Albeit well-documented bifidogenic and metabolic effects, that is the signs of good compliance, the synbiotic mixture had no effect on the severity of atopic eczema. One explanation for ineffectiveness may be that, in fact, there have been other changes than decreased bifidobacteria counts (or no changes at all) in the most studies where fecal microbiota in patients with eczema/atopic eczema have been evaluated [3]. It is thus possible that stimulation of bifidobacteria is not at all an effective way to treat the disease. Alternatively, it is possible that the infants were treated too late. The mean age of the infants at the beginning of the intervention was approximately 5 months. Evidence from the literature suggests that the window of opportunity for bifidobacteria may lie earlier, both in terms of age and development of atopic disease. We found in a prospective follow-up study that a reduced ratio of bifidobacteria to clostridia at the age of 3 weeks in fecal microbiota, but not later, was associated with a higher risk for atopic sensitization at the age of 1 year [12]. Moreover, a recent Finnish trial reported a preventive effect of an intervention by a combination of a probiotic mixture and GOS (actually a synbiotic) on a subgroup of IgE-associated eczema in caesarean-delivered children [13]. Interestingly, the authors demonstrated that the prevalence of fecal bifidobacteria was constantly lower from the first months of life on in the caesarean-delivered children who were supplemented with the placebo as compared with those caesarean-delivered children who were supplemented with the synbiotic or the children delivered vaginally regardless of the supplementation [13]. This implies that the restoration of early defective bifidogenic gut microbiota might decrease later risk for IgE-associated eczema.
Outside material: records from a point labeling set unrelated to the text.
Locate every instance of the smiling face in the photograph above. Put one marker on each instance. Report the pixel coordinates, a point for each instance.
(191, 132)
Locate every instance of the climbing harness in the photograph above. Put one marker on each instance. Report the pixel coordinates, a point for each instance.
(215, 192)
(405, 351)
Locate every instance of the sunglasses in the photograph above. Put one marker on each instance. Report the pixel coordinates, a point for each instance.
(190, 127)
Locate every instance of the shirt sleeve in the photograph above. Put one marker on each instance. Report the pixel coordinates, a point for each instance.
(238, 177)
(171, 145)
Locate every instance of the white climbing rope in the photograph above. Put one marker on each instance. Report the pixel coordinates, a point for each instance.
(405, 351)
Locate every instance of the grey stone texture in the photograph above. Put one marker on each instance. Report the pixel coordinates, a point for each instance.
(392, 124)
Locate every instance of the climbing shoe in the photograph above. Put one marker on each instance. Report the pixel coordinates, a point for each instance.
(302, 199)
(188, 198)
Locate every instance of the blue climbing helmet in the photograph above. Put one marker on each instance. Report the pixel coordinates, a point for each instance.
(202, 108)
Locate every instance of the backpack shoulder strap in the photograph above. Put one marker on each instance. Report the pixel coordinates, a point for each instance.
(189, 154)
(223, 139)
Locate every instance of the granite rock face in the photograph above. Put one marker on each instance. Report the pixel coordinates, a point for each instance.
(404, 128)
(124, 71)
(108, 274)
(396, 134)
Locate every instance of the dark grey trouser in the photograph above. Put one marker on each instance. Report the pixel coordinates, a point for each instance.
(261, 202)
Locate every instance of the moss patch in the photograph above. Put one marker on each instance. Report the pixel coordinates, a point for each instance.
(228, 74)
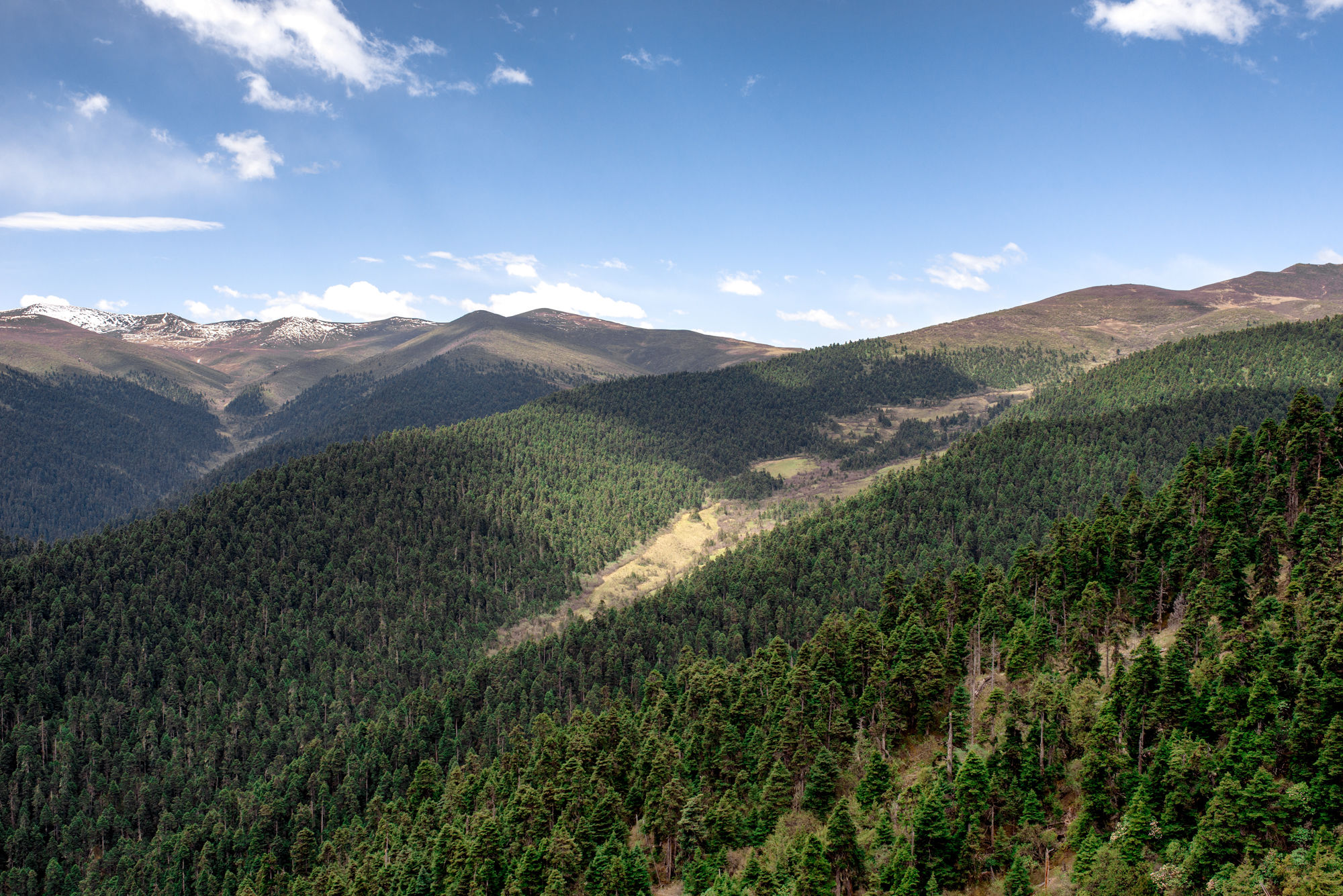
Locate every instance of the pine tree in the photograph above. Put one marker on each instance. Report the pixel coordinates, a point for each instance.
(886, 832)
(875, 784)
(843, 851)
(961, 715)
(813, 875)
(1017, 882)
(1086, 852)
(1032, 812)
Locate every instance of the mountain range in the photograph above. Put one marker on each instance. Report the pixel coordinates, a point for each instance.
(1083, 639)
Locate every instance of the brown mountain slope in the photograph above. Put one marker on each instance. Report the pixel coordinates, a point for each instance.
(1122, 318)
(288, 356)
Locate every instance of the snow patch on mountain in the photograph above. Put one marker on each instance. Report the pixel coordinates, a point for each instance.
(87, 318)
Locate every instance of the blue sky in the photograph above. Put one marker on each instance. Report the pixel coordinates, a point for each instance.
(789, 172)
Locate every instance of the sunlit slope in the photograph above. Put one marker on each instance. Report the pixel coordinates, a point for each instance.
(1107, 321)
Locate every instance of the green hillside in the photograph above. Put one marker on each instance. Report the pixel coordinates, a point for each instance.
(1213, 765)
(77, 451)
(183, 693)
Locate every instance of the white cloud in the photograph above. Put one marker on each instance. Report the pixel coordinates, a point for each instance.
(463, 263)
(260, 93)
(58, 221)
(202, 313)
(561, 297)
(361, 301)
(307, 34)
(815, 315)
(644, 59)
(739, 283)
(962, 271)
(512, 263)
(49, 154)
(886, 322)
(1227, 20)
(506, 75)
(253, 157)
(91, 105)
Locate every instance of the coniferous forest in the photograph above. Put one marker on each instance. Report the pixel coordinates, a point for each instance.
(1095, 640)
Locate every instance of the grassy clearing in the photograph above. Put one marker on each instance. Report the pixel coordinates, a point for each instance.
(786, 467)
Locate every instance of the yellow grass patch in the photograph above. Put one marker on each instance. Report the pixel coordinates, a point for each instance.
(786, 467)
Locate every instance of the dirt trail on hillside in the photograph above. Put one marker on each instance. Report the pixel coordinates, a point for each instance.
(692, 538)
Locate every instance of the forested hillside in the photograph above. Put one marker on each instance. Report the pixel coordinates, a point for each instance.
(353, 407)
(175, 682)
(77, 451)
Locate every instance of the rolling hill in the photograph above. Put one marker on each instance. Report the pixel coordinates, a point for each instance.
(299, 660)
(276, 391)
(1107, 321)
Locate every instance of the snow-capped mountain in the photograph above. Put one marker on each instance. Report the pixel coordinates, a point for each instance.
(173, 330)
(88, 318)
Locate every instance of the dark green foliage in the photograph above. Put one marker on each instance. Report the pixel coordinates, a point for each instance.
(284, 655)
(353, 407)
(249, 403)
(875, 784)
(77, 452)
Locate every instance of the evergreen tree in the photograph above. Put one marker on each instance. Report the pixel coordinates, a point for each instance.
(843, 851)
(821, 783)
(1017, 882)
(875, 784)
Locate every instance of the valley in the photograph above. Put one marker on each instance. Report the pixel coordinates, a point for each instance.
(946, 620)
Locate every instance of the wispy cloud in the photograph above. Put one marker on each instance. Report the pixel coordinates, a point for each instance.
(816, 315)
(92, 105)
(1225, 20)
(647, 60)
(467, 264)
(887, 323)
(253, 157)
(506, 75)
(961, 271)
(260, 93)
(361, 301)
(512, 263)
(29, 301)
(739, 283)
(307, 34)
(58, 221)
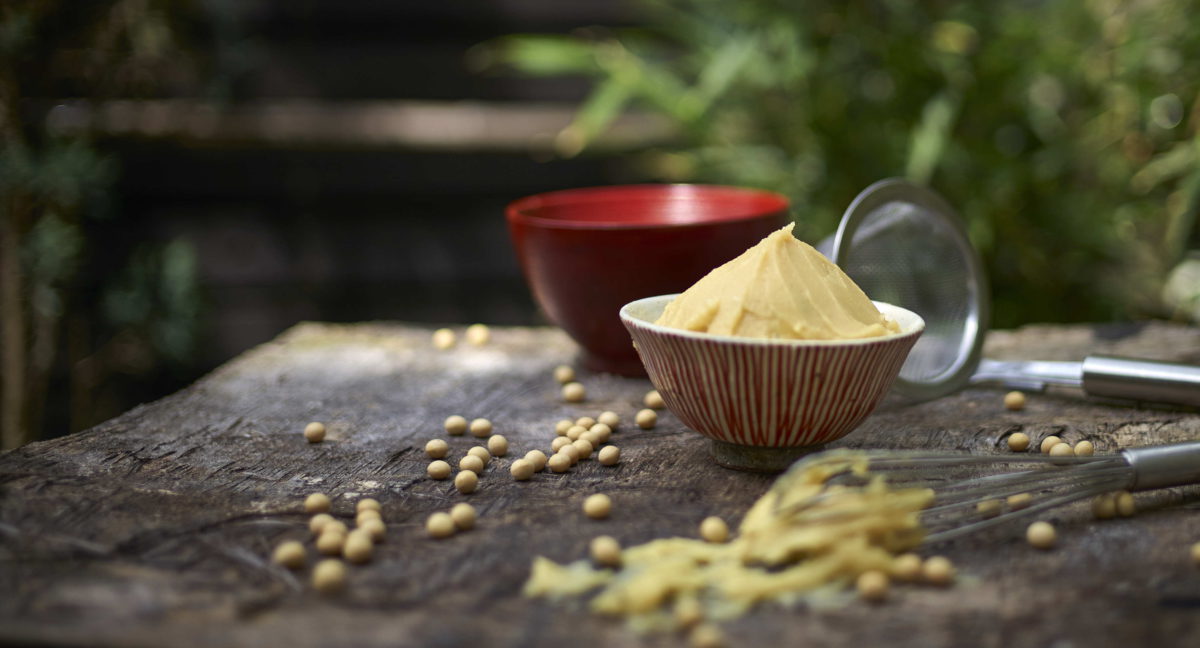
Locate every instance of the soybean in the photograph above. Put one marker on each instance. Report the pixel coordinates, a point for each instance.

However, these findings should be regarded so far only suggestive because they were based on the subgroup analysis for which the study was not powered to. Still, based on the above-mentioned, it would be of interest to know whether the synbiotic used by van der Aa et al. [11] had preventive potential in allergy. Similarly, as already suggested by the authors, the finding of the positive effect of synbiotic in the treatment of IgE-associated atopic eczema should be explored in future RCT addressed and adequately powered to this group of infants. Before that, no firm conclusion for either direction should be drawn.
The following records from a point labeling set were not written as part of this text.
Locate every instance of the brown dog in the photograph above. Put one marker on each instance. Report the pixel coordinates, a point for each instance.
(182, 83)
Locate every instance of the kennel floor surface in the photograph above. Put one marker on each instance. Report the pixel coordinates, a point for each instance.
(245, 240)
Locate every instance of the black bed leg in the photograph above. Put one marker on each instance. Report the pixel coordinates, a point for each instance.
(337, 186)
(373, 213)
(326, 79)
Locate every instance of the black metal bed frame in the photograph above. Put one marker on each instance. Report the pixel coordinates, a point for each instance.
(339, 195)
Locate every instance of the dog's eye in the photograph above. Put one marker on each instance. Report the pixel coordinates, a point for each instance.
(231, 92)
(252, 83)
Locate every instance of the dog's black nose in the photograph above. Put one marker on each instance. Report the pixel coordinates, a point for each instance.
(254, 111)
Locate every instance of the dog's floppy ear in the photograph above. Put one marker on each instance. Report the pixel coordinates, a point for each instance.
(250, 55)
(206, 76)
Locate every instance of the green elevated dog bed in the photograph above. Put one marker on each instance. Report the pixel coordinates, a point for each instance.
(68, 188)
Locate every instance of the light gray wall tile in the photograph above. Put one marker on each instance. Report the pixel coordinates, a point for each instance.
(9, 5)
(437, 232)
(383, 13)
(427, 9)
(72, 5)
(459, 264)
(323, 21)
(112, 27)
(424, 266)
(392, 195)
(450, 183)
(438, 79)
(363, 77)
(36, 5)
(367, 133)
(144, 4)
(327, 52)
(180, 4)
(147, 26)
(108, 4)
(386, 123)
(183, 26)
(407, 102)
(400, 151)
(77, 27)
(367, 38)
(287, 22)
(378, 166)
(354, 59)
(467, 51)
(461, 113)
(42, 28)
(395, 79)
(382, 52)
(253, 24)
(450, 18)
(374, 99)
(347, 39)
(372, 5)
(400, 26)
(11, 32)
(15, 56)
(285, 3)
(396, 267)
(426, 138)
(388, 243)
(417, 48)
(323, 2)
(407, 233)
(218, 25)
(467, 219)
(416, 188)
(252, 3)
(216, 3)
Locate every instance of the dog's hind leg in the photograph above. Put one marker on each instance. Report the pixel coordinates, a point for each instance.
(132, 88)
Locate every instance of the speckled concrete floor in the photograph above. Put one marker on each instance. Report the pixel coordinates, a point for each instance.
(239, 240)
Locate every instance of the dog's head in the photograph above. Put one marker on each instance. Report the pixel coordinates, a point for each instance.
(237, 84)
The adoption of the revised recommendations of the CONSORT statement [7] as a requested standard for RCT also in the field of probiotics, prebiotics and synbiotics would assist to increase both quality and transparency of the research. Additionally, awareness about frequency of misquotation, probably even the more common problem in the probiotic field than in many other sectors of the biomedical literature [14], should be gained among authors, referees, editors and also readers. By running and reporting RCT of good quality, such as the one by van der Aa and colleagues, and by frank quotation of them, it is possible to avoid hype in the field of probiotics, prebiotics and synbiotics in relation to allergy. Together with modern technologies, such as metagenomics and metabolomics, new enhanced functional foods can be tailored [15] that presumably will convert a hope in the field into actual cures.